IBM Tivoli Provisioning Manager Express for Software Distribution 4.1.1 ActiveX control (Isig.isigCtl.1) is vulnerable to a stack-based buffer overflow, caused by improper bounds checking by the RunAndUploadFile() method. By persuading a victim to visit a specially-crafted Web page, a remote attacker could overflow a buffer and execute arbitrary code on the system or cause the victim's browser to crash. It's also vulnerable to SQL injection. A remote attacker could send specially-crafted SQL statements to the GetAttachmentServlet, logon.do, register.do, addAsset.do, SoapServlet, or CallHomeExec servlets or via a specially-crafted EG2 file using various parameters, which could allow the attacker to view, add, modify or delete information in the back-end database.
There is no replacement for IBM Tivoli Provisioning Manager Express for Inventory (5724-N88) and IBM Tivoli Provisioning Manager Express for Software (5724-N89) Distribution. However a follow-on product, IBM Tivoli Endpoint Manager for Lifecycle Management v8.1 (5725-C43), is available.

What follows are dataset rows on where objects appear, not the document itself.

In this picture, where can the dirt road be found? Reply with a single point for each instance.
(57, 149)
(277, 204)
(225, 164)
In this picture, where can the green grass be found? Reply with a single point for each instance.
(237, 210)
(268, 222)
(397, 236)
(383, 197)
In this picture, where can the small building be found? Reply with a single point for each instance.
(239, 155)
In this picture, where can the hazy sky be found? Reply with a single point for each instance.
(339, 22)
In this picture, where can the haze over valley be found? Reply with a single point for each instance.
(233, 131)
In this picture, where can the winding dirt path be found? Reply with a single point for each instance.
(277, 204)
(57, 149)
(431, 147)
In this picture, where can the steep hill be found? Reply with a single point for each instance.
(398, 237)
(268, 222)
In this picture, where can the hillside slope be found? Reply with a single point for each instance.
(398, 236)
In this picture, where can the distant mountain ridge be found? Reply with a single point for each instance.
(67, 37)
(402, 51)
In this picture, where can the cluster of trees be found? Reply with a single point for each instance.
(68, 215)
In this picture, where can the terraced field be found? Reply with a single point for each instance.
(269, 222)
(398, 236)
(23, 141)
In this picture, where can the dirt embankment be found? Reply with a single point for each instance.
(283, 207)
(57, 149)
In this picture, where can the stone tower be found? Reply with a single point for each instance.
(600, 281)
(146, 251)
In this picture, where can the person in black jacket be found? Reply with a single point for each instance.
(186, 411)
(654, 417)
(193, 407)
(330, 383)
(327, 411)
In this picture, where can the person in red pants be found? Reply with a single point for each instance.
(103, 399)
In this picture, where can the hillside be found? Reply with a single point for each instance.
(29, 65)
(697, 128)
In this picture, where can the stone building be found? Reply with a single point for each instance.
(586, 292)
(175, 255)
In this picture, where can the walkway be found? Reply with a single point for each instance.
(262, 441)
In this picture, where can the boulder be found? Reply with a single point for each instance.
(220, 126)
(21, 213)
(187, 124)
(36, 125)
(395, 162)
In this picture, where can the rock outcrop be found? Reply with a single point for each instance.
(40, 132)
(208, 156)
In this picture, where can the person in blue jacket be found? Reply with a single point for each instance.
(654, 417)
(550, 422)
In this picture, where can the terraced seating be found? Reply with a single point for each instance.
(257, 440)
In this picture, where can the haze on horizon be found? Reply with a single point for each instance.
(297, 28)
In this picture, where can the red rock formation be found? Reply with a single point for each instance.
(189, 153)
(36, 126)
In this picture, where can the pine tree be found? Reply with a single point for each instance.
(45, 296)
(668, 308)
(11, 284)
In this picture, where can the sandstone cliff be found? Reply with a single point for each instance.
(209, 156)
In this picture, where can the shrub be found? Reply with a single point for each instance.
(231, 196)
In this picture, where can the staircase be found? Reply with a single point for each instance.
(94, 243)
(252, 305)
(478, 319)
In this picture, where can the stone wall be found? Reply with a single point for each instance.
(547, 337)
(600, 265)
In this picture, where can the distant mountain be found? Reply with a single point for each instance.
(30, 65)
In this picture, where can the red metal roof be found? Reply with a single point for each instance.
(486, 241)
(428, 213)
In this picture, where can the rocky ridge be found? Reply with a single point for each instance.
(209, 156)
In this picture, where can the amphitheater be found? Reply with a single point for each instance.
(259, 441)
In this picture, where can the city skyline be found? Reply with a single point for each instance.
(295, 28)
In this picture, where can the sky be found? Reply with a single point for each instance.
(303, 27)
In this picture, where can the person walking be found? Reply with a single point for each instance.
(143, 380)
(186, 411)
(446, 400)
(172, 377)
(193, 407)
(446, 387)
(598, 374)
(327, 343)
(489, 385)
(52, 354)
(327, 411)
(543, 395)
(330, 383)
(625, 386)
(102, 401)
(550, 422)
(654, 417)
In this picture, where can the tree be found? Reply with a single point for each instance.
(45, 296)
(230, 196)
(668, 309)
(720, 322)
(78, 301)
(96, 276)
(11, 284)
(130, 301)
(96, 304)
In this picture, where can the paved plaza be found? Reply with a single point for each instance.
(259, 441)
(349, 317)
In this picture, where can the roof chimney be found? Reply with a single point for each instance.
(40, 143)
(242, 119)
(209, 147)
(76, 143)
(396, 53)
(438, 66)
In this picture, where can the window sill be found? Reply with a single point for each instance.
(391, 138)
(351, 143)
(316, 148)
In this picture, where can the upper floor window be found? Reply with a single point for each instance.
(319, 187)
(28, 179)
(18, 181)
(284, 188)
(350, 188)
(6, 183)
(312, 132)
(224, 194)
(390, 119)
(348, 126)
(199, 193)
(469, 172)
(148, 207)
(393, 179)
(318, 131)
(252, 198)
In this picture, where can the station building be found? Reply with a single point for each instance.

Several vulnerabilities were discovered in Movable Type, a blogging system. Exploiting them might lead to command injection, Cross-Site Request Forgery (CSRF) or Cross-Site Scripting (XSS) attacks. It's recommended to install updated packages which are available now.

A buffer overflow vulnerability in the handling of WorkStation files (.ws) by IBM Personal Communications could allow a remote attacker to cause a Denial-of-Service (application crash) or potentially execute arbitrary code on vulnerable installations of IBM Personal Communications. A fix is available now.

JBoss Enterprise Portal Platform is the open source implementation of the Java EE suite of services and Portal services running atop JBoss Enterprise Application Platform. It was found that JBoss Web doesn't handle large numbers of parameters and large parameter values efficiently. A remote attacker could make JBoss Web use an excessive amount of CPU time by sending an HTTP request containing a large number of parameters or large parameter values. This Denial-of-Service (DoS) can be avoided by installing an update for JBoss Enterprise Portal Platform 4.3 CP07.